What it does mean, however, is that acqua alta in St Mark’s Square – which floods at 90 centimeters – will continue. And indeed, on Sunday, just 24 hours after the MOSE triumph, the city’s iconic piazza was calf-deep in water, with a sea level of 106 centimeters.
As tourists snapped selfies and danced in the water, an air of resignation hung over the shops and cafes that had had to close – again.
At Quadri, one of the square’s most famous cafes, where everyone from Proust to Brangelina have sat beneath the mirrored walls, manager Roberto Pepe was beginning the clean-up operation.

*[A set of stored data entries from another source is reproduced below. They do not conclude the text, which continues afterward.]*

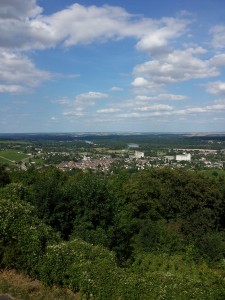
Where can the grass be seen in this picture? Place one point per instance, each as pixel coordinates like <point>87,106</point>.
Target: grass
<point>213,172</point>
<point>12,155</point>
<point>22,287</point>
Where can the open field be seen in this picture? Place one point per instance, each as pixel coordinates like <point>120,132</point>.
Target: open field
<point>21,287</point>
<point>12,155</point>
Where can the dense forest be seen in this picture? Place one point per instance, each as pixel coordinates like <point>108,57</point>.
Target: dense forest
<point>152,234</point>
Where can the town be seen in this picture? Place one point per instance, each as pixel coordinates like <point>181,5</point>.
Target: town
<point>108,154</point>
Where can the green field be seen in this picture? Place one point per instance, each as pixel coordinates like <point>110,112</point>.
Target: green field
<point>214,172</point>
<point>11,155</point>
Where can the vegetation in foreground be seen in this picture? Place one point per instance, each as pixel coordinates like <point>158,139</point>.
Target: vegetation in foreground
<point>155,234</point>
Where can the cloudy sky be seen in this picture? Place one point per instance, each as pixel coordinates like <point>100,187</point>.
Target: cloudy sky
<point>93,65</point>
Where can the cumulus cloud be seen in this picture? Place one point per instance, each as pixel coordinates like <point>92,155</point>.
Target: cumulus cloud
<point>18,9</point>
<point>108,110</point>
<point>162,97</point>
<point>24,27</point>
<point>82,102</point>
<point>116,89</point>
<point>155,107</point>
<point>216,88</point>
<point>17,70</point>
<point>160,34</point>
<point>4,88</point>
<point>218,36</point>
<point>179,65</point>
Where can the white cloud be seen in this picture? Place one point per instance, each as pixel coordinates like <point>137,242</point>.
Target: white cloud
<point>179,65</point>
<point>160,34</point>
<point>155,107</point>
<point>11,88</point>
<point>82,103</point>
<point>216,88</point>
<point>108,110</point>
<point>116,89</point>
<point>162,97</point>
<point>18,9</point>
<point>91,96</point>
<point>218,36</point>
<point>18,70</point>
<point>23,27</point>
<point>140,82</point>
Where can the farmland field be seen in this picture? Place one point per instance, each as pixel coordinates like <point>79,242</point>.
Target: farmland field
<point>12,155</point>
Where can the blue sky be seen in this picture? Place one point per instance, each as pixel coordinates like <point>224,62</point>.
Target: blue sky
<point>140,66</point>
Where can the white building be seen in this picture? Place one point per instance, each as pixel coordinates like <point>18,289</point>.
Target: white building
<point>183,157</point>
<point>139,154</point>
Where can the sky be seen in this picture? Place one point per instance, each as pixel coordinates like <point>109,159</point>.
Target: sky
<point>112,66</point>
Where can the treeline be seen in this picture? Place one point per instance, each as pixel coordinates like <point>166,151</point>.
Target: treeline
<point>155,234</point>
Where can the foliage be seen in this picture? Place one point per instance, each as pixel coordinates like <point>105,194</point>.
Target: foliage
<point>23,237</point>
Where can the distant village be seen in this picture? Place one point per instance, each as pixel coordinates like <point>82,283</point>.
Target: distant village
<point>103,159</point>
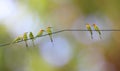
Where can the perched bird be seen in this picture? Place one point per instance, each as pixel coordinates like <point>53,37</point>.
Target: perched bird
<point>97,30</point>
<point>25,38</point>
<point>31,36</point>
<point>49,31</point>
<point>16,40</point>
<point>89,29</point>
<point>40,33</point>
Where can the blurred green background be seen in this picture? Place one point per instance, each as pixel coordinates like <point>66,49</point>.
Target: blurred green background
<point>73,51</point>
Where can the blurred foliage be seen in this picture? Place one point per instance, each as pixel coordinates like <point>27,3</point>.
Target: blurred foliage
<point>19,58</point>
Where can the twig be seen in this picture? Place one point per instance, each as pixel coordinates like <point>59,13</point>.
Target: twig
<point>65,30</point>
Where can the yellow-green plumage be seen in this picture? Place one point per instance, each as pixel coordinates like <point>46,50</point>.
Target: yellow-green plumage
<point>49,33</point>
<point>89,29</point>
<point>19,38</point>
<point>97,30</point>
<point>31,36</point>
<point>25,38</point>
<point>40,33</point>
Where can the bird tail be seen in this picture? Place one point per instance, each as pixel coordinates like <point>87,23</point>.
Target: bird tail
<point>26,44</point>
<point>33,42</point>
<point>91,36</point>
<point>51,39</point>
<point>100,36</point>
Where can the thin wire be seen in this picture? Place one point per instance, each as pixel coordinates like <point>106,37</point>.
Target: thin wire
<point>65,30</point>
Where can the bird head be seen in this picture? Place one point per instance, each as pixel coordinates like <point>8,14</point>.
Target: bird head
<point>94,24</point>
<point>49,27</point>
<point>87,25</point>
<point>42,30</point>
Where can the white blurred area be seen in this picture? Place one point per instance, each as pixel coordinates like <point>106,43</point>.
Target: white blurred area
<point>17,18</point>
<point>84,37</point>
<point>58,54</point>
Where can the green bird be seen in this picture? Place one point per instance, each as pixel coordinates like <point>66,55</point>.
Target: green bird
<point>89,29</point>
<point>31,36</point>
<point>25,38</point>
<point>40,33</point>
<point>49,31</point>
<point>16,40</point>
<point>97,30</point>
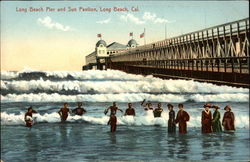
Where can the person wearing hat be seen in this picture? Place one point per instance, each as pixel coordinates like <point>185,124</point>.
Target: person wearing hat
<point>228,119</point>
<point>182,118</point>
<point>112,122</point>
<point>157,112</point>
<point>28,117</point>
<point>206,119</point>
<point>216,124</point>
<point>171,120</point>
<point>64,112</point>
<point>79,110</point>
<point>130,110</point>
<point>148,106</point>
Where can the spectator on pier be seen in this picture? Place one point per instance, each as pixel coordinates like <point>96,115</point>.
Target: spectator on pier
<point>206,119</point>
<point>228,119</point>
<point>130,110</point>
<point>79,110</point>
<point>171,120</point>
<point>216,124</point>
<point>182,118</point>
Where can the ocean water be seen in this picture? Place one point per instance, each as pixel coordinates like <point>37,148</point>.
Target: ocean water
<point>139,138</point>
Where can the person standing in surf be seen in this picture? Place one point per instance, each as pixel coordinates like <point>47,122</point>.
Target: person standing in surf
<point>112,122</point>
<point>182,118</point>
<point>158,111</point>
<point>216,124</point>
<point>228,119</point>
<point>64,112</point>
<point>79,110</point>
<point>171,120</point>
<point>206,119</point>
<point>112,109</point>
<point>130,110</point>
<point>148,107</point>
<point>28,117</point>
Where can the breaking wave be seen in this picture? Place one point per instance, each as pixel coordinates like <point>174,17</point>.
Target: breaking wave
<point>108,86</point>
<point>125,97</point>
<point>242,120</point>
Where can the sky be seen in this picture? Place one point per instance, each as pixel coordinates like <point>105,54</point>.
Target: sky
<point>58,34</point>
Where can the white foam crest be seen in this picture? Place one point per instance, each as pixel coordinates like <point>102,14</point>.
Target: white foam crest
<point>124,97</point>
<point>8,75</point>
<point>147,118</point>
<point>147,86</point>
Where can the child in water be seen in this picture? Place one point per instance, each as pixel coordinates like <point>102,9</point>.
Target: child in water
<point>112,122</point>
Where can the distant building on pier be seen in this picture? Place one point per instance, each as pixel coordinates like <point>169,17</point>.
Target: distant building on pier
<point>98,58</point>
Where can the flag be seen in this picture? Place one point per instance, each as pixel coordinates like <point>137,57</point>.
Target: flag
<point>142,35</point>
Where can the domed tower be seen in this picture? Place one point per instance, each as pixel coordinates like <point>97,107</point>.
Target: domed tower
<point>101,49</point>
<point>132,43</point>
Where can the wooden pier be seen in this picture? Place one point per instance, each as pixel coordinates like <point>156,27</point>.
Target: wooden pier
<point>218,54</point>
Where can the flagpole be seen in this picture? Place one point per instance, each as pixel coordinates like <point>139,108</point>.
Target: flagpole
<point>144,36</point>
<point>165,31</point>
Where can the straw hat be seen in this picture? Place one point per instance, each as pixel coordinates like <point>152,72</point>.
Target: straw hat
<point>228,106</point>
<point>170,105</point>
<point>216,107</point>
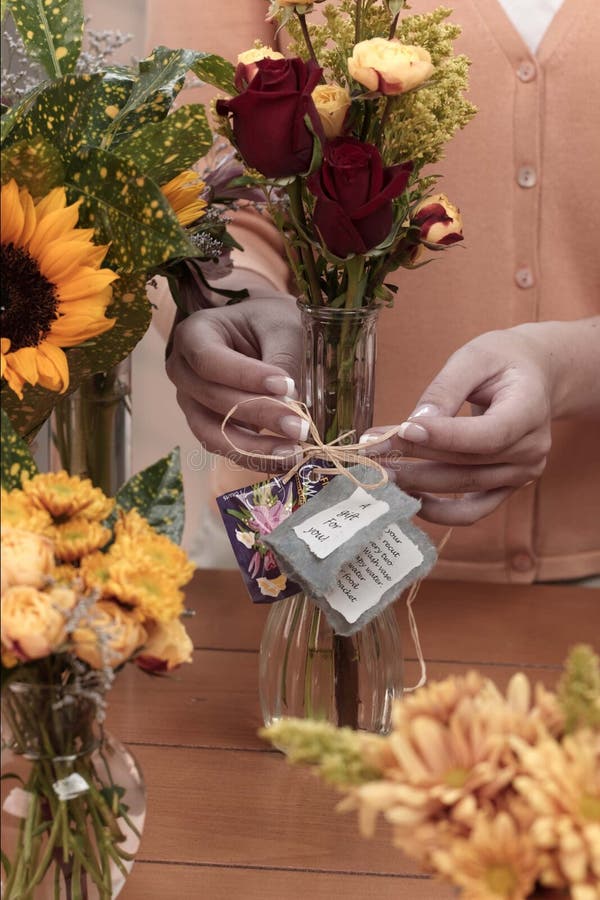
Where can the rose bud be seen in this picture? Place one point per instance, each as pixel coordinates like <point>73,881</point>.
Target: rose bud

Although high tide was at 12.25 p.m., he had kept the café closed all morning, to pile velvet chairs on raised tables and blockade the entrances. Not that it helped; even an hour after high tide, the odd napkin and coaster was still swimming on the green mosaic floors.
“As a Venetian I’m happy about yesterday, but as someone who works in Piazza San Marco, it changes nothing, and leaves a sour taste,” he says.
“We have the solution. Yesterday the piazza was dry. This is the day after the test, and look at it. We just want to work – this is the heart of the city, it provides so much work for so many people.
“We always approached acqua alta with resignation, but now it’s with disappointment because we know there’s a solution. We’ve waited 30 years – now let’s make it work.”
Mayor Brugnaro told CNN that MOSE’s success was a “comeback,” not just for Venice but for Italy as well, after the country’s heavy suffering during the pandemic. “Giving the sense of an easier, more normal city, even with a bit of acqua alta – because a few centimeters is nothing compared to devastation – I think it could show to the world that we have technology here, and it could become another economy to balance out tourism.”
Fagarazzi, meanwhile, is just relieved for now. “Last year was traumatic – you’d hear the sirens and it was unstoppable. I think we still haven’t comprehended how amazing the news is. This is a new day for Venice because it’s the first time in 1,200 years [since the seat of power moved to St Mark’s Square] that a high tide didn’t cause the city to be flooded.
“For Venetians, this feels like the first step of Armstrong on the moon.”